Similarly, nobody (well almost nobody) would deny the importance for all of us to work on climate change. In our heads, we all agree it is the most important survival issue of our time. But, like leadership development, it is not front and centre as an issue of the heart. The down side of not fixing the climate problem, or the leadership problem is that neither scare us enough.
Climate change and leader development are both over there. They are not here, now. And there is so much here, in the form of fires that have to be put out that managers have great difficulty putting time and energy on the over there.
Like the “climate” story, the “leadership” story often fails to convert us or even interest us after a while.
The ambitions for both the climate movement and the leadership movement are to captivate and transform. We are not writing a good story for either of these movements.
For me to want to change my behaviour as a leader, I have to be captivated to begin with. I have to strongly believe that my current behaviour will lead to an erosion of my happiness and success. And soon. For many managers to work on their leadership they have to be scared that if they don’t they will fail as both professionals and people. That is the first hurdle for which there often isn’t a good enough scary story told. We need a couple of good ghost stories for both the problem of leadership and the problem of the climate.
I was just informed that a new coaching client of mine had been fired, just a few weeks into the contract.

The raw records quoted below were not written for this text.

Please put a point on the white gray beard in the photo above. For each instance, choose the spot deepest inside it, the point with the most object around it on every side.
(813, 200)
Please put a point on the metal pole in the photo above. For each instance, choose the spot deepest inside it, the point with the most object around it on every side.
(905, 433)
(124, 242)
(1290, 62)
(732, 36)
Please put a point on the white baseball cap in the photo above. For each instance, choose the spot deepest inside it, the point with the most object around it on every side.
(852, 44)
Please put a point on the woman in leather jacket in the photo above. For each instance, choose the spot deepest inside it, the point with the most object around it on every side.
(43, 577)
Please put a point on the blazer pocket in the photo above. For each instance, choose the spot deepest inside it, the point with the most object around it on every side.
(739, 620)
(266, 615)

Neither one of us had been clearly “told the story” that this might happen if he didn’t shape up. In retrospect we were both too casual in our work together. I never asked her the question, “what might happen to you, if you aren’t able to change these behaviours?” Neither of us were captivated by a clear story.
Secondly, once captivated, the ambition is to transform some old beliefs and habits into new ones. What is usually neglected in the process of personal transformation is telling a good story about the bad personal habits and beliefs that have us “habituated” into dysfunctional behaviour. Too embarrassing to publically acknowledge these. The transformation story focuses too much on developing new skills, rather than digging deeper into the reasons for why, even if we learned new skills we wouldn’t be able to exercise them because we were still locked into the old habits and beliefs.
I also think the climate story needs to focus on what is behind our lack of urgency to take personal responsibility for the climate disaster, and how do we should deal with those bad habits, poor assumptions, dysfunctional beliefs that prevent us from acting. We know what we have to do….we just aren’t motivated to do it.
We are guilty of the same thing with leadership development. Both ambitions are over there and not here. Both ambitions don’t scare us enough into putting our will and skill into solving the problem. Both ambitions focus too much on skillsets and not enough on mindsets.